Much, much better. But we can do even better. Let's try and use optuna, a Bayesian hyperparameter tuning library.

In [None]:
!pip install --upgrade optuna

In [None]:
import optuna

def objective(trial: optuna.trial.Trial) -> float:
    # Define hyperparameters to tune
    param = {
        'lambda': trial.suggest_float('lambda', 1e-8, 1.0, log=True),
        'alpha': trial.suggest_float('alpha', 1e-8, 1.0, log=True),
        'colsample_bytree': trial.suggest_categorical('colsample_bytree', [0.3, 0.4, 0.5, 0.7]),
        'subsample': trial.suggest_categorical('subsample', [0.5, 0.6, 0.7, 0.8, 0.9, 1.0]),
        'learning_rate': trial.suggest_float('learning_rate', 1e-8, 1.0, log=True),
        'n_estimators': trial.suggest_int('n_estimators', 100, 1000),
        'max_depth': trial.suggest_int('max_depth', 3, 9),
        'random_state': 42,
        'min_child_weight': trial.suggest_int('min_child_weight', 1, 10),
        'enable_categorical': True
    }

    # Split the training data into training and validation sets
    x_train, x_val, y_train, y_val = train_test_split(x_train_xbg, y_train_xbg, test_size=0.2, random_state=42)

    # Train the model
    model = xgboost.XGBRegressor(**param)
    model.fit(x_train, y_train)

    # Make predictions
    preds = model.predict(x_val)

    # Calculate MAE
    mae = mean_absolute_error(y_val, preds)

    return mae

study = optuna.create_study(direction='minimize', study_name='Diamonds XGBoost')
study.optimize(objective, n_trials=100)
print("Best hyperparameters: ", study.best_params)

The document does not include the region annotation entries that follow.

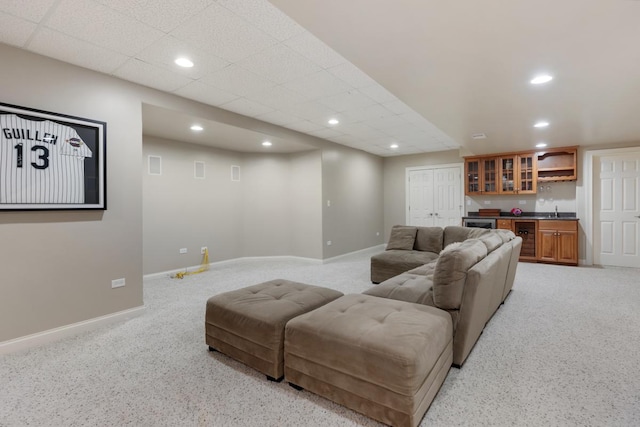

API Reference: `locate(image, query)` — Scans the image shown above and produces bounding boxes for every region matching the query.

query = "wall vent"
[148,156,162,175]
[231,165,240,181]
[193,162,205,179]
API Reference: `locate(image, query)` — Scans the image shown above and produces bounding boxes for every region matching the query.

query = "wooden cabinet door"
[537,229,557,262]
[556,231,578,264]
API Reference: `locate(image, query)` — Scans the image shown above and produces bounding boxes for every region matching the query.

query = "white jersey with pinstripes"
[0,114,92,204]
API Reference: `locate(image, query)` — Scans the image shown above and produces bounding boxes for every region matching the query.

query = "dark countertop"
[462,212,580,221]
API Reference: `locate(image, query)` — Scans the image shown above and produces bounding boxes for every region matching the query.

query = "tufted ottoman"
[284,295,453,427]
[205,279,342,380]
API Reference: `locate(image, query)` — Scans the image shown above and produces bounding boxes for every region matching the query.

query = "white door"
[594,153,640,267]
[407,169,434,227]
[407,166,463,227]
[434,167,462,227]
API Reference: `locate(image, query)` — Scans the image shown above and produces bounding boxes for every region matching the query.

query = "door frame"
[583,147,640,265]
[404,163,464,224]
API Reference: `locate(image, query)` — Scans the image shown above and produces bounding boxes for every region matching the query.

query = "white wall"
[142,136,322,274]
[0,45,383,342]
[322,147,384,258]
[141,136,243,274]
[0,44,143,342]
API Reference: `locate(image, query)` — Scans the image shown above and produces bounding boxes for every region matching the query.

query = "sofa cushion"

Let's now re-train the model with the best set of hyperparameters.

In [None]:
xgb_opt = xgboost.XGBRegressor(**study.best_params, enable_categorical=True, random_state=42)
xgb_opt.fit(x_train_xbg, y_train_xbg)
xgb_opt_pred = xgb_opt.predict(x_test_xbg)

In [None]:
print(f'R2 Score: {round(r2_score(y_test_xbg, xgb_opt_pred), 4)}')
print(f'MAE: {round(mean_absolute_error(y_test_xbg, xgb_opt_pred), 2)}$')

In [None]:
plot_gof(y_test_xbg, xgb_pred)

A modest improvement. The model performs well, especially for smaller and less expensive gems. However, it shows larger errors with bigger stones, which warrants further investigation. For now, this is acceptable.